What volume of carbon dioxide gas would be released from a one cc. cube of dry ice at room temperature? --Adam Smith (pinecone@sowega.net)

Adam, Ask yourself the following questions:
  1. How many grams of CO2 are in one cc of dry ice? (You must look up the density of dry ice.)
  2. How many moles of CO2 are in that number of grams?
  3. How many liters of CO2 is that, if I assume the gas is at 1 atm and 298 K and that it behaves ideally?

If one gram of sodium bicarbonate reacts with excess vinegar solution that is 5% acetic acid, how much gas will be released in cc's? & How many cc's of vinegar are required? -Adam Smith (pinecone@sowega.net)

These are reaction stoichiometry problems (you're relating the amounts of different substances involved in a chemical reaction). To solve the first problem, follow these steps:

  1. Pick out the target. You want cc CO2.
  2. List the given information. You have 1 g of NaHCO3. You have an excess of 5% acetic acid solution (which means every 100 g vinegar contains 5 g of acetic acid).
  3. Connect the given information with the target. You're trying to convert g NaHCO3 into cc CO2. Whenever the problem involves a connection between two different substances, you must have a mole-to-mole relationship between the two to solve the problem. Write and balance an equation for the reaction between acetic acid and sodium bicarbonate to get this relationship. Then
    1 g NaHCO3 mol NaHCO3 mole-to-mole ratio
    from balanced equation

    mol CO2 cc CO2
    ...so you've cut a tough problem into two easier ones: the g-to-mol conversion of NaHCO3, and the mol-to-cc conversion of CO2. The first part is easy; you can always convert grams of a substance to moles using the substance's molecular weight. You know a relationship between moles of gas and volume of gas, too: the ideal gas law. But since the problem doesn't say anything about temperature and pressure, you'll have assume specific values for these; P = 1 atm and T = 298 K are reasonable conditions. Using the ideal gas law, you can get a mole-to-volume conversion factor at this temperature and pressure.
  4. Do the math. Set up a series of conversion factors so that units cancel to ultimately give you cc CO2.
  5. Check the answer. You know that a mole of gas will occupy about 22.4 L at STP (and you're not far off from STP). Every mole of bicarbonate produces a mole of carbon dioxide. So multiplying moles of bicarbonate by 22.4 L should give you a rough estimate in liters.

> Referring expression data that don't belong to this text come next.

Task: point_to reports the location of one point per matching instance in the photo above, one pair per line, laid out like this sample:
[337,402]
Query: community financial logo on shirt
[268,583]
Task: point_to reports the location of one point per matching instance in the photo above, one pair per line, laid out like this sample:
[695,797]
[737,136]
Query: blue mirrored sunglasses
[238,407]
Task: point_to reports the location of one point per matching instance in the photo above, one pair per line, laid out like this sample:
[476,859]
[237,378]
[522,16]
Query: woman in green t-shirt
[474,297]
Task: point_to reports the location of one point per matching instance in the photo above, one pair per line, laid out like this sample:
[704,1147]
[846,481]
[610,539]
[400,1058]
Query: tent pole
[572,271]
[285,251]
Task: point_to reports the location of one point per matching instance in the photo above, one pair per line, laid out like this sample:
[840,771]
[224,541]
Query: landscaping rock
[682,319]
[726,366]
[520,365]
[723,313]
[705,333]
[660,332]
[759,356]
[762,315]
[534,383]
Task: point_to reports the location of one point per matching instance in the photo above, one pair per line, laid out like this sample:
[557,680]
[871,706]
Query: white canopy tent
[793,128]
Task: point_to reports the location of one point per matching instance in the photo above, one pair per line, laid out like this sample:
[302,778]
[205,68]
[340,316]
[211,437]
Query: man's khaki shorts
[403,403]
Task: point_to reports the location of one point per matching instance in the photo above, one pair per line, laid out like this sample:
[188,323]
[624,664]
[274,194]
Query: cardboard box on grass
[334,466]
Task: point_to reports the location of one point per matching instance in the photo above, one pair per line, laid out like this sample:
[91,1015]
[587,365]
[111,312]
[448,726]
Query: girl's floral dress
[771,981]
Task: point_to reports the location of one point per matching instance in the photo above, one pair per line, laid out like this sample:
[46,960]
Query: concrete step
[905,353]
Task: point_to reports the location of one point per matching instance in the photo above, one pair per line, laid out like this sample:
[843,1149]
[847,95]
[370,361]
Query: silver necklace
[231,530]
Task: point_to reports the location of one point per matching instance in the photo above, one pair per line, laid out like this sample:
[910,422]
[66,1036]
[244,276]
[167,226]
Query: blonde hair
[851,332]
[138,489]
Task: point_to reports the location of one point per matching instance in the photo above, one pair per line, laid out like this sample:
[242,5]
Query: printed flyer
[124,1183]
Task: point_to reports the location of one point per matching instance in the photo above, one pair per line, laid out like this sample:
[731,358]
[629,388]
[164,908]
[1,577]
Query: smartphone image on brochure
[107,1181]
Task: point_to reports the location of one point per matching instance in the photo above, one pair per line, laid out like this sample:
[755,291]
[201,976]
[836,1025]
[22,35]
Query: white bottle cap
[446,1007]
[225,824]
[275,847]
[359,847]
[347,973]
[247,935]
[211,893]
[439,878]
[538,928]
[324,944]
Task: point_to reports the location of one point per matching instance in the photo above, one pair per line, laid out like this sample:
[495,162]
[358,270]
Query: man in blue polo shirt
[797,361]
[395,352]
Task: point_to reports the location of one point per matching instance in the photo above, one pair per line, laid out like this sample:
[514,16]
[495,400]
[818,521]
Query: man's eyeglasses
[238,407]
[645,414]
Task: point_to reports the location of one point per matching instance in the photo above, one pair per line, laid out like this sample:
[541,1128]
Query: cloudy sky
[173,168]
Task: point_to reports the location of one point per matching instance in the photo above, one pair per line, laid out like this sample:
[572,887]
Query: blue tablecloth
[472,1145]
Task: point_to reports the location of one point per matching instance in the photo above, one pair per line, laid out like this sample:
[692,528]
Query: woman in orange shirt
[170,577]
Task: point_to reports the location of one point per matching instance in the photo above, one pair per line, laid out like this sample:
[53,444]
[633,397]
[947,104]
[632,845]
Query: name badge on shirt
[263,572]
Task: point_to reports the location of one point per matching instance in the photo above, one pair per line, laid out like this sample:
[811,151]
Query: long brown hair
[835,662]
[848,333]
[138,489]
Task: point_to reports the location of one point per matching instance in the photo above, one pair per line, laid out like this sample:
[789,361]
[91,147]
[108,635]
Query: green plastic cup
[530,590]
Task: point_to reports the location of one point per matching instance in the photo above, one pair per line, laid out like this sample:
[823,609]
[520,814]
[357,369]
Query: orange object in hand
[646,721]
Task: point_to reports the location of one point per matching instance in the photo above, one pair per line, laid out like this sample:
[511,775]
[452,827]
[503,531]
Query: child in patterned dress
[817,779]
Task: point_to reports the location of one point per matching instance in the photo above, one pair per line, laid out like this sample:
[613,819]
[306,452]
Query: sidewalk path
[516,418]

You can follow the same general procedure to answer the second question. This time, no gases are involved.

A mixture of cyclopropane gas and oxygen is used in an anaesthetic. Cyclopropane contains 85.7% C, and 14.3% H by mass. At 50.0 C and 0.984 atm pressure 1.56g cyclopropane has a volume of 1 L. What is the empirical and molecular formula of the cyclopropane?

Heather

Heather,

First, use the element mass percents to obtain the empirical formula of the cyclopropane.

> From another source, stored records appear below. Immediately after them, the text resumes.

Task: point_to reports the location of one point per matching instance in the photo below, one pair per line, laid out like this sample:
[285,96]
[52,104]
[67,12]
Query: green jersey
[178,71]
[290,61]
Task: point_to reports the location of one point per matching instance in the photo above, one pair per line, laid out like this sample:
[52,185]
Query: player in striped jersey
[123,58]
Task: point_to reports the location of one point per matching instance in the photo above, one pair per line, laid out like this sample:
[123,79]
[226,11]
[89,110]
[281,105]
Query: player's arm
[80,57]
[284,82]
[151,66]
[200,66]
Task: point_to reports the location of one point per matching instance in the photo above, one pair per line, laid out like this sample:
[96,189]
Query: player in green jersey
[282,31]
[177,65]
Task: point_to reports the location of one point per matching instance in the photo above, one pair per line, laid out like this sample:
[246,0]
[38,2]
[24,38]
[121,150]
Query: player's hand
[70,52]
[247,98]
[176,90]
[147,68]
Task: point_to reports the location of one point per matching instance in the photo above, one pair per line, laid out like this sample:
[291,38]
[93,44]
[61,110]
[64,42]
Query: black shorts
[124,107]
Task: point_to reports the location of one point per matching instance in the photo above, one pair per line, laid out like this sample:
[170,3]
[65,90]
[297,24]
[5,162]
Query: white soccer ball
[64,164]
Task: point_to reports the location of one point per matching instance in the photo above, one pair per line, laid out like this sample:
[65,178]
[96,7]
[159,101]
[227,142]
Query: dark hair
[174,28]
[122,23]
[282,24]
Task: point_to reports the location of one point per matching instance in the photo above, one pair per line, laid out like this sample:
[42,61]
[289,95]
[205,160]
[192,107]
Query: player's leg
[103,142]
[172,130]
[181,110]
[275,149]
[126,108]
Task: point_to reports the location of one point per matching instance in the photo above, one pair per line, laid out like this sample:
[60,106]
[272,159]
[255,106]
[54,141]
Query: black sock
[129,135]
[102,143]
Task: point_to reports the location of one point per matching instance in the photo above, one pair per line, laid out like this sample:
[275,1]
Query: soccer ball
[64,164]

  1. Write the mass percent as a mass (mass percent is just mass per 100 g sample). So you have 85.7 g C and 14.3 g H in a hundred-gram sample of cyclopropane.
  2. Convert each of these masses to moles.
  3. Which of the elements is present in the smallest molar amount? Divide moles of C and moles of H by the smallest molar amount. You now have two mole ratios.
  4. Round the mole ratios to the nearest whole number (or simple fraction). These are the subscripts in the empirical formula. They should be whole numbers.

You can see an example of an empirical formula calculation in General Chemistry Online's section on compounds.

You're halfway done. To find the molecular formula, you need to find the molecular weight of the compound. The ideal gas law will be useful here.

  1. Calculate the number of moles of gas from the given pressure, volume, and temperature.
  2. The molecular weight of the gas is grams of gas (1.56 g) divided by moles of gas.

Finally, to find the molecular formula:

  1. Find the empirical formula weight by adding up the weights of the atoms in the empirical formula.
  2. Divide the molecular weight by the empirical formula weight. This number tells you how many times the empirical formula is repeated to make the molecular formula.

    For example, if your empirical formula was OH, and the molecular weight was 34, the empirical formula would be repeated 34/17 or 2 times to make the molecular formula. So the molecular formula would be H2O2.

I hope this helps.

What steps do I need to take to solve this problem?

The brominated alkane ethylene dibromide, or 1,2-dibromoethane is a common but controversial fumigant and is also an anti- knock addditive in gasolines. It is prepared by the action of bromine on ethene gas. How many liters of ethane at 35°C and 3.00 atmospheres are required to prepare 500.0 kg of ethylene dibromide, assuming the reaction goes to completion?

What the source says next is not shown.